La Comisión Europea ha dejado claro que España tiene la obligación de proteger a los menores vulnerables atrapados en la crisis migratoria de Ceuta, al tiempo que mantiene su expectativa de que todas las personas que entraron irregularmente en la ciudad autónoma sean devueltas a Marruecos. El mensaje de Bruselas llega en un momento especialmente delicado, con el Gobierno español tratando de gestionar una situación humanitaria y fronteriza que volvió a evidenciar la fragilidad del sistema de acogida en primera línea del sur de Europa.

Según informó El País, el Ejecutivo comunitario aún no ha sido notificado de forma oficial sobre el plan de reubicar a unas 500 niñas en la Península, una medida que Madrid estudia como respuesta a la presión sobre los recursos locales en Ceuta. La Comisión insiste en que, más allá del debate sobre retornos y control fronterizo, el principio que debe guiar cualquier decisión es la protección de los menores, especialmente cuando se trata de niñas y adolescentes en situación de especial vulnerabilidad.

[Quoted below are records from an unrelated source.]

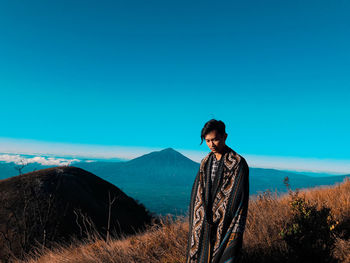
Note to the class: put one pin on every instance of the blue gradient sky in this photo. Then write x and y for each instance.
(151, 73)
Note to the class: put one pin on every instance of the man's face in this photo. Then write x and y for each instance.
(215, 141)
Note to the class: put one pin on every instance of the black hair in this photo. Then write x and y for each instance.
(212, 125)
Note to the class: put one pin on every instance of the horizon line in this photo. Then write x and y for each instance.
(108, 152)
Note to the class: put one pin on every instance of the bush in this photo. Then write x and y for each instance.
(309, 233)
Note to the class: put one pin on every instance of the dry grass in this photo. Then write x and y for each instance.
(167, 243)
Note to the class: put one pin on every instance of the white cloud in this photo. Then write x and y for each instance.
(20, 159)
(15, 147)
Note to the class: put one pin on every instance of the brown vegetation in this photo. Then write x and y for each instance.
(263, 242)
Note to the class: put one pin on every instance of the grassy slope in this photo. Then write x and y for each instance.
(167, 243)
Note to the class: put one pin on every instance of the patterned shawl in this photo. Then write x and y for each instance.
(218, 210)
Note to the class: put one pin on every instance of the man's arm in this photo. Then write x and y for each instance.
(234, 244)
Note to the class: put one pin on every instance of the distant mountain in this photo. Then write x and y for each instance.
(56, 204)
(162, 180)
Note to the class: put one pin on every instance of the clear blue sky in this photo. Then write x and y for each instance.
(151, 73)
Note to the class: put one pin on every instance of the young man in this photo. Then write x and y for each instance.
(219, 201)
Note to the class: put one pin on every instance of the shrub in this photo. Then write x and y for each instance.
(309, 233)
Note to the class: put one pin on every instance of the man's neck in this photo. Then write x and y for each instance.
(219, 155)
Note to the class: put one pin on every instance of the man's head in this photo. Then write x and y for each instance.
(214, 135)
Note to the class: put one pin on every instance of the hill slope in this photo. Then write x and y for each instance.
(262, 242)
(55, 204)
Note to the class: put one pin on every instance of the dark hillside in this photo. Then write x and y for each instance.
(55, 204)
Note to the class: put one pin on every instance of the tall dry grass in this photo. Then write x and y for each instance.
(167, 242)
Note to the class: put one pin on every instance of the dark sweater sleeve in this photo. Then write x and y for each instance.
(233, 248)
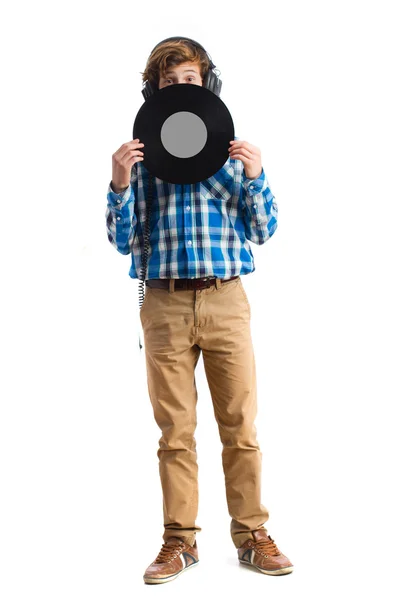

En paralelo, Bruselas mantiene que quienes hayan ingresado sin autorización deben ser devueltos a Marruecos, una postura que refleja la línea dura que la Unión Europea ha sostenido en materia migratoria cuando se trata de preservación del orden fronterizo.

Este equilibrio entre seguridad y derechos no es nuevo, pero en Ceuta adquiere una dimensión política y humana mucho más visible. La presión sobre España es doble: por un lado, demostrar capacidad de control en una frontera que la UE considera estratégica; por el otro, evitar que la gestión migratoria derive en una vulneración de obligaciones básicas hacia menores de edad. El caso también revela algo más incómodo para Bruselas: la política migratoria europea sigue apoyándose en el externalismo, es decir, en la expectativa de que Marruecos contenga o reciba a quienes cruzan la frontera, mientras los Estados miembros cargan con el costo inmediato de la llegada y la atención humanitaria.

Para la población de Ceuta, la discusión no es abstracta. Significa centros saturados, servicios tensionados y una administración local desbordada por una crisis que supera su capacidad. Para España, además, el episodio puede convertirse en una prueba de fondo sobre hasta dónde puede combinar el cierre fronterizo con la protección efectiva de menores. Y para la Unión Europea, la situación vuelve a exhibir una contradicción central: exige firmeza en la devolución de migrantes irregulares, pero sabe que su legitimidad también depende de no abandonar a los más débiles en el punto más caliente de la frontera.